Hello everybody, I hope you are having an amazing day today. Today, we’re going to make a distinctive dish, guilt free brown rice zongzi (sweet and savory versions) 糙米甜、咸粽. One of my favorites. For mine, I will make it a bit unique. This is gonna smell and look delicious.
Guilt free brown rice Zongzi (sweet and savory versions) 糙米甜、咸粽 is one of the most popular of current trending foods on earth. It is appreciated by millions daily. It is easy, it’s quick, it tastes yummy. They’re nice and they look wonderful. Guilt free brown rice Zongzi (sweet and savory versions) 糙米甜、咸粽 is something that I have loved my entire life.
Zongzi, or Joong in Cantonese (or the terribly translated 'sticky rice dumpling' in English) The sort that we wanted to show ya how to make are a savory, Cantonese kind with mungbean Because of that, our recipes are no-holds-barred Chinese when it comes to style and ingredients - but feel free to.

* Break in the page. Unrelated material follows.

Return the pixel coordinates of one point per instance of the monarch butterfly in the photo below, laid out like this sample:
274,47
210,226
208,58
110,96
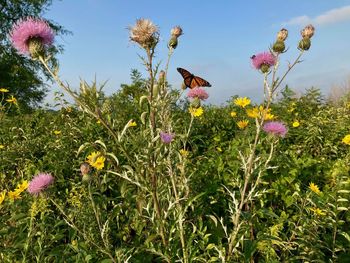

Zongzi is basically glutinous rice with sweet or savoury fillings wrapped in bamboo or reed leaves. After being cooked in water, all the ingredients stick together and stay in a particular shape when Obviously sweet and savoury Zongzi are very different in taste, but I think they are equally delicious!
To begin with this particular recipe, we must prepare a few ingredients. You can have guilt free brown rice zongzi (sweet and savory versions) 糙米甜、咸粽 using 10 ingredients and 5 steps. Here is how you cook it.
The ingredients needed to make Guilt free brown rice Zongzi (sweet and savory versions) 糙米甜、咸粽:
- Get Sweet filling version
- Prepare 4 cups brown rice
- Make ready 1/4 cup black rice
- Take 10 red jujubes
- Make ready 20 bamboo wrapping leaves
- Prepare Savoury filling version
- Get 4 cups brown rice
- Get 10 pieces dry aged or soy sauce marinated pork belly
- Take 10 roasted chestnuts
- Get 20 bamboo wrapping leaves
The way of wrapping and the ingredients in the zongzi also varied considerably in different regions. Add more salt to give it a deep savory flavor. It will not be too salty as part of the salt will be absorbed by the rice. Zongzi is a traditional Chinese food, and it is the most popular food of the Dragon Boat Festival,made of glutinous rice stuffed with different fillings.
Instructions to make Guilt free brown rice Zongzi (sweet and savory versions) 糙米甜、咸粽:
- Soak rice in two container for 24 hours ahead of the time to sprout. This method not only improves the texture but also boosts nutritional value tremendously.
- Soak the leaves in cold water, pressed down, for 24 hours. Wash each leave after soaking.
- Be creative with stuffing materials. My favorite savory stuffing is dry aged pork belly or marinated pork belly. You can use marinated chicken, mushroom or anything with deep rich flavors. For sweet version, I didn't use added sugar, simply put in a jujube, you can use other dried fruits such as dates, mulberry or longan. Plain rice is always a classic.
- Wrap up zongzi and tie each well with straws or cotton twine. Each at about 5 oz in final weight.
- Pressure cook for 2 hours on high pressure. Choose natural release and keep warm function. The longer it cooks, the better it tastes.
There are mainly two tastes to zongzi: sweet and savory. Nowadays people even make zongzi with mixed swwet and savory fillings. They can be savory or sweet, and everyone has their favorite flavors. Bill pretty much only likes the zongzi recipe we're posting here today—with salty duck Also, don't miss our post on Jianshui Zong Alkaline Rice Dumplings if you are looking for the sweet version. We also have a Shanghai Zongzi.
So that’s going to wrap this up for this exceptional food guilt free brown rice zongzi (sweet and savory versions) 糙米甜、咸粽 recipe. Thank you very much for your time. I am sure you can make this at home. There is gonna be interesting food at home recipes coming up. Remember to bookmark this page on your browser, and share it to your family, colleague and friends. Thank you for reading. Go on get cooking!